Slate, you are supposed to be smarter than this!
As an analogy, let’s say a news outlet wanted to run a story about corporate accounting, and they asked a former Enron board member to draft up a quick story on the benefits of “creative” bookkeeping and how it can help drive short-term profits.
That would be ridiculous.
You cannot ask the Pope to discuss the merits of Christianity, not if you want an unbiased answer. At least if it’s the Pope, everybody is going to be 99% sure where he stands on the matter (we can always hope for an amusing surprise on that one!). When it’s a quasi-anonymous restaurateur speaking on a national news site, the bias is an order of magnitude easier to hide.
Let’s set the record straight. The Linkery had poor service, whether in spite or because of its tipping policy.
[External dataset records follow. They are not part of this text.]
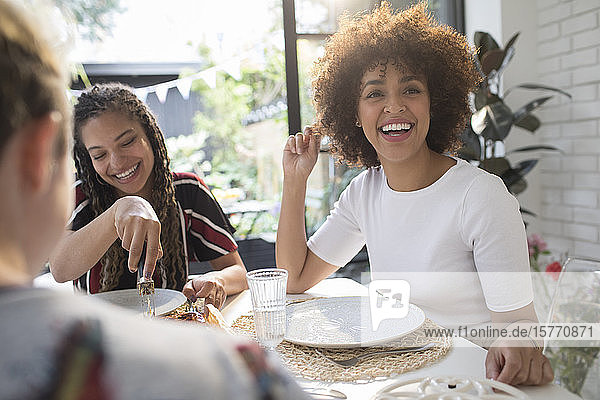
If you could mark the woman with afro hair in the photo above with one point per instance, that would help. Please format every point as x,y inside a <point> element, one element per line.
<point>128,201</point>
<point>392,93</point>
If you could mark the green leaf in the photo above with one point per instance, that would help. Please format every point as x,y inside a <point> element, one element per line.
<point>529,122</point>
<point>535,86</point>
<point>525,166</point>
<point>533,148</point>
<point>483,97</point>
<point>484,43</point>
<point>500,119</point>
<point>529,107</point>
<point>511,41</point>
<point>492,60</point>
<point>471,148</point>
<point>517,187</point>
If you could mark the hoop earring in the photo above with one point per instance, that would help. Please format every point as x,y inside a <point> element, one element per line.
<point>100,180</point>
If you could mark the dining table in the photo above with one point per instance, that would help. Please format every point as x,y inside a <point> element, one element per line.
<point>464,359</point>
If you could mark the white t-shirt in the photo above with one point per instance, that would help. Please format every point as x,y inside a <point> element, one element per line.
<point>460,242</point>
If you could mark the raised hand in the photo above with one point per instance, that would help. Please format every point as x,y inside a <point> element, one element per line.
<point>300,154</point>
<point>136,223</point>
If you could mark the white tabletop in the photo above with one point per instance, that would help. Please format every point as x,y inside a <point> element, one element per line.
<point>464,359</point>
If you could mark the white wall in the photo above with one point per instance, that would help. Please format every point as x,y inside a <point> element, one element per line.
<point>559,46</point>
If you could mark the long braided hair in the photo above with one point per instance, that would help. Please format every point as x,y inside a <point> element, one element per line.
<point>115,97</point>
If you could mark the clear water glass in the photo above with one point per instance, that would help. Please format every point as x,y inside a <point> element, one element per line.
<point>268,289</point>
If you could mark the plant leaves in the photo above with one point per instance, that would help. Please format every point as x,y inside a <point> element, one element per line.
<point>500,118</point>
<point>479,120</point>
<point>483,97</point>
<point>511,41</point>
<point>484,43</point>
<point>525,166</point>
<point>535,86</point>
<point>529,107</point>
<point>529,122</point>
<point>514,182</point>
<point>471,147</point>
<point>492,60</point>
<point>533,148</point>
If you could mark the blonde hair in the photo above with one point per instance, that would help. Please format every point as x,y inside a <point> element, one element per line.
<point>33,78</point>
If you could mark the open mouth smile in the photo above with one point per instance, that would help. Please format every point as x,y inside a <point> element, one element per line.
<point>127,174</point>
<point>397,131</point>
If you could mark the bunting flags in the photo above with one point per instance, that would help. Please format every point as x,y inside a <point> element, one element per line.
<point>184,84</point>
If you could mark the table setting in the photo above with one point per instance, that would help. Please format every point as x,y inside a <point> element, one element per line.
<point>394,366</point>
<point>322,329</point>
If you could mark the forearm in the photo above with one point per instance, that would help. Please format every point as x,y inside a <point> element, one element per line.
<point>78,251</point>
<point>233,278</point>
<point>291,250</point>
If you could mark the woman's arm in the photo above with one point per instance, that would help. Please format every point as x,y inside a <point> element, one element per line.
<point>130,218</point>
<point>304,268</point>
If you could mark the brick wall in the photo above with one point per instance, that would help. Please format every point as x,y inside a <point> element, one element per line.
<point>568,57</point>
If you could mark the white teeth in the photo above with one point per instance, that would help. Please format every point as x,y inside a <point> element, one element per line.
<point>127,173</point>
<point>396,127</point>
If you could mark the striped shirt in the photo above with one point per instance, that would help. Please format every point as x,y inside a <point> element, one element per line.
<point>207,231</point>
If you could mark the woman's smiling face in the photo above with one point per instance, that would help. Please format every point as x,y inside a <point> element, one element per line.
<point>393,110</point>
<point>121,153</point>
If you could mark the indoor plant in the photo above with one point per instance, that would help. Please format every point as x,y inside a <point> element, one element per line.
<point>493,120</point>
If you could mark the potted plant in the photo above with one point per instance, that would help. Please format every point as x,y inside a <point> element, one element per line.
<point>493,120</point>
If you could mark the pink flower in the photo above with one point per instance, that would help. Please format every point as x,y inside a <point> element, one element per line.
<point>536,244</point>
<point>553,269</point>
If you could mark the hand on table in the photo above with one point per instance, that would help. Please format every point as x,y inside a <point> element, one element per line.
<point>136,223</point>
<point>212,289</point>
<point>524,365</point>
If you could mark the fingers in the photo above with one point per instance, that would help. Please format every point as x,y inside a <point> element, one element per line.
<point>493,365</point>
<point>135,250</point>
<point>302,142</point>
<point>153,251</point>
<point>518,366</point>
<point>547,373</point>
<point>189,292</point>
<point>211,291</point>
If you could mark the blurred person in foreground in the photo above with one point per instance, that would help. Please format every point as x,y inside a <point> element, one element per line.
<point>392,93</point>
<point>52,346</point>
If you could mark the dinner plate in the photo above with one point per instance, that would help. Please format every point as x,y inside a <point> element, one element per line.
<point>165,300</point>
<point>344,322</point>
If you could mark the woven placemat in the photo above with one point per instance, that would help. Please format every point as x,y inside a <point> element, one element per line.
<point>311,363</point>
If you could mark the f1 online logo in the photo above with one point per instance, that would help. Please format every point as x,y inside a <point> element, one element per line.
<point>388,299</point>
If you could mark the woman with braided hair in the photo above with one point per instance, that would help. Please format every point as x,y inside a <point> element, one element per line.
<point>128,200</point>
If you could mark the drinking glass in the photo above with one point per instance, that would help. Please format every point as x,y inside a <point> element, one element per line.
<point>267,289</point>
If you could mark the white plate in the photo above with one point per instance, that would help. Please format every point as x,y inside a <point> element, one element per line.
<point>165,300</point>
<point>343,322</point>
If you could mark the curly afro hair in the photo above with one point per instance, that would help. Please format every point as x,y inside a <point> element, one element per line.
<point>414,41</point>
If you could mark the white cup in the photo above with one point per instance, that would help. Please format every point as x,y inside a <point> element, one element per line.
<point>268,289</point>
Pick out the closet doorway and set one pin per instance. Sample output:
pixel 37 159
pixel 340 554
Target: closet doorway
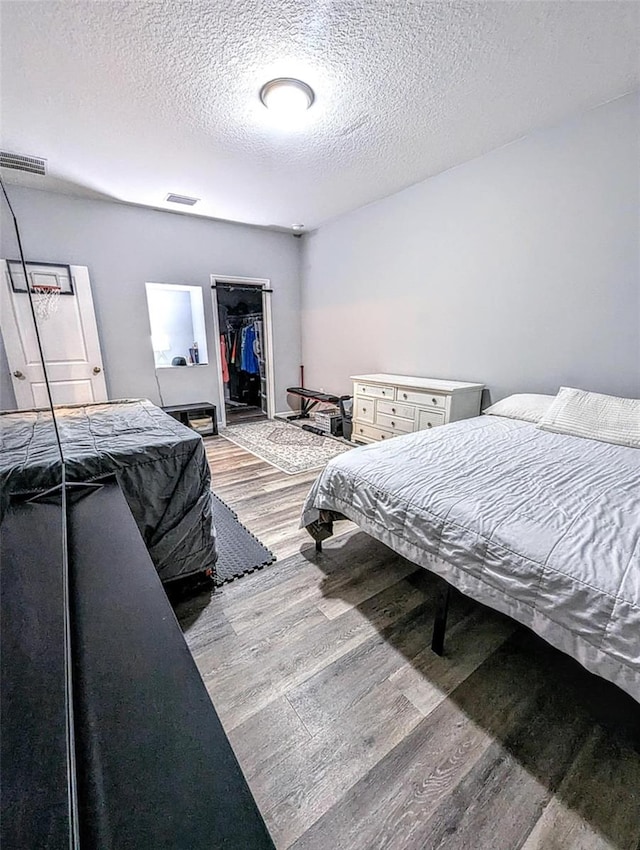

In either case, Porter’s opinions on the matter, regardless of how righteous, shouldn’t have appeared on Slate as if beyond reproach. That’s bad practice when the majority of Slate’s readers expect the publication to curate content with integrity, and at least a minimal efforts towards impartiality. Contemporary food writing is rife with puffery from the desks of PR-hacks, the loyalties of whom can be bought with a few free meals. For readers, discerning between real critical content and empty advertorials is a constant struggle. The burden is on publications, especially ones with audiences as wide as Slate’s, to provide content that makes some effort at informing readers. Publishing a misleading essay by the owner of a series of failed restaurants does exactly the opposite.